Approximately 46,000 volunteers for the British military came from Belfast in World War I. When war,commenced in 1914, it had direct implications for Ireland and the debate over Home Rule.
Unionists found the war to be a reason to suspend action on Home Rule. Nationalists felt that the war provided an opportunity to pressure the government to pass Home Rule as an Act.
In the early weeks of the war, the uncertainty over Home Rule had an effect on recruitment in Ulster. Soon, a truce was reached when Home Rule was passed into law on September 18, 1914, but its implementation was postponed until after the war. A special, undefined provision was included for Ulster.
Unionists were angered by the compromise, but nationalists were thrilled. They could now focus their energies on the war effort.
The first part of recruitment was to call up the reserve. Many members of the Ulster Volunteer Force and Irish Volunteers were also British army reservists and special reservists. They were both mobilized immediately after war was declared. About 3,000 reservists left the Belfast shipyards for active service at this time.
Next, the search for volunteers began. The leaders of each of the political militias offered their services for military duty. Joe Devlin, the Home Rule MP for West Belfast and a director of The Irish News, encouraged his supporters to join an ‘Irish Brigade’ in the form of the 16th (Irish) Division.
The nationalist leaders supported the war to show their maturity following the promised Home Rule legislation and to demonstrate that Irish nationalism could be comfortable within the British Empire.
The unionists, though, saw an opportunity to show their loyalty to the Crown and secure Ulster’s place in the union, which is what they had wanted before the war. The UVF was attractive to the British Army as it provided a ready-made army.
The agreement Edward Carson made with the War Office allowed the UVF units to remain together within an ‘Ulster’ Division. Belfast recruits were the heart of Ulster Division’s strength.
Apart from politics, there were many reasons to enlist. For many recruits, boredom, lack of work and adventure were all more compelling reasons than politics. For example, John Boyd of Belfast joined because his friends had joined and he felt that he should enlist as well.
The middle and upper classes often wanted the chance to prove themselves in the officer class. It would be inaccurate to say that they had no choice but to join for economic reasons.

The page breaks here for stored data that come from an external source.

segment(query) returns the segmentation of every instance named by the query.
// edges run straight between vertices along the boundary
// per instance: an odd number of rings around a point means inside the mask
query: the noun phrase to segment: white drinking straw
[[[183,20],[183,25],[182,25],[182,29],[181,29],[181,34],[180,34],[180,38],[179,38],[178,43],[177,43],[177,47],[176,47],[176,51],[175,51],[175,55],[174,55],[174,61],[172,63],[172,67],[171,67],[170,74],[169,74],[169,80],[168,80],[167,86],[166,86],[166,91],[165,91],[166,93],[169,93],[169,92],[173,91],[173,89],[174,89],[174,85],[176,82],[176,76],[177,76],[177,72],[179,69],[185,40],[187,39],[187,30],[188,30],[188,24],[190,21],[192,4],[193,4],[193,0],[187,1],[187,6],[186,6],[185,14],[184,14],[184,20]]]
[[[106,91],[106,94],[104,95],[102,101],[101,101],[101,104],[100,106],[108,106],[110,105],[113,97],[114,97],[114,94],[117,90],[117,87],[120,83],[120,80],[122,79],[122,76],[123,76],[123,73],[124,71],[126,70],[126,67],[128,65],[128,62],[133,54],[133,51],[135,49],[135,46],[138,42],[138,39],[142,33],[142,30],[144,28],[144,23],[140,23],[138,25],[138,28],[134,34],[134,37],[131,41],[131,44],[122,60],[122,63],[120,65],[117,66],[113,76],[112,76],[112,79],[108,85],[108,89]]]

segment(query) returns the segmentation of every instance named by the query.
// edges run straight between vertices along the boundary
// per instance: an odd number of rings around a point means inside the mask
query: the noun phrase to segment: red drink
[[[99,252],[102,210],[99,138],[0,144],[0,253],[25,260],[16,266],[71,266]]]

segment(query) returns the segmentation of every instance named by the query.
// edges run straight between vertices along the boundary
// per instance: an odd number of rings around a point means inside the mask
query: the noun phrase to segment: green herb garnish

All recruits shared one thing in common; they all had the mistaken belief that they could make a difference.
Men, and some women, from Belfast, made their way into almost every aspect of war. They were even among the first casualties. Private Hugh Bailie of the 2nd South Lancashire Regiment died in Belgium on August 26, 1914.
Civilians were also affected. Patrick McGinley, a former school teacher in Clonard in west Belfast, and Margaret McClintock, who had left for a fresh start in New York, were each fortunate to survive the sinking of the Lusitania.
Others were finding themselves in strange environments. One unidentified ‘Sinn Féiner’ was found in the ranks of the 36th (Ulster) Division. Wilfred Spender noticed how this ‘Sinn Féiner’ was very open about it and even was audacious enough to apply for leave during the Easter Rising in April of 1916.
“When asked why he joined us, he said that he wanted to fight – he thought it was his duty to do so – but that no Sinn Féiner would dream of joining the nationalists (16th Irish Division). All Sinn Féiners admired the UVF!”
The 36th Ulster and the 16th Irish Divisions were both in their first major engagement of the war at the Somme. Initially conceived as a ‘big push’ that could end the war early, by June 1916, it had become a fight just to keep the Allies in the war after the German attack at Verdun.
On July 1, 1916, on the first day of the battle, the Ulster Division’s objective was to advance towards the village of Thiepval to take a fortified German trench network called the Schwaben Redoubt. They managed their advance shortly before 7:30 a.m. during an intensive artillery barrage.
George Hill of Belfast remembered, “When the barrage lifted on the morning of the 1st we went over the top in waves. We had practiced it when out of the line. Some of the lads had got hold of a football and kicked it ahead, shouting ‘Up the Blues’ or ‘Up the Glens’.”
Initially, the Ulster Division overwhelmed the Germans and claimed their objective. However, they were forced to withdrawal by nightfall. A German corporal named Hinkel poignantly recalled this event: “They retreated in their droves from Schwaben Redoubt. Once again our machine guns chattered away. Once again our rifle barrels glowed red hot. Once again my men were seized by the reckless bravado which had gripped them in the morning. Many an Irish mother’s son lay down to the sleep from which there is no awakening.”
Within the first two days of battle, 5,500 were dead, wounded or missing.
Meanwhile, the 16th (Irish) Division moved into the Somme sector in September. Their objective was to liberate the towns of Guillemont and Ginchy.
The Irish Division was more successful than the Ulsters, having successfully reached their objective. They had 4,330 casualties, of which 1,000 lay dead. The two divisions would incur nearly 10,000 casualties at the Somme. They were part of a wider offensive with men from Belfast figuring in units other than the 16th and 36th.
Finally, the battle reached its end in November 1916. The British had advanced only seven miles.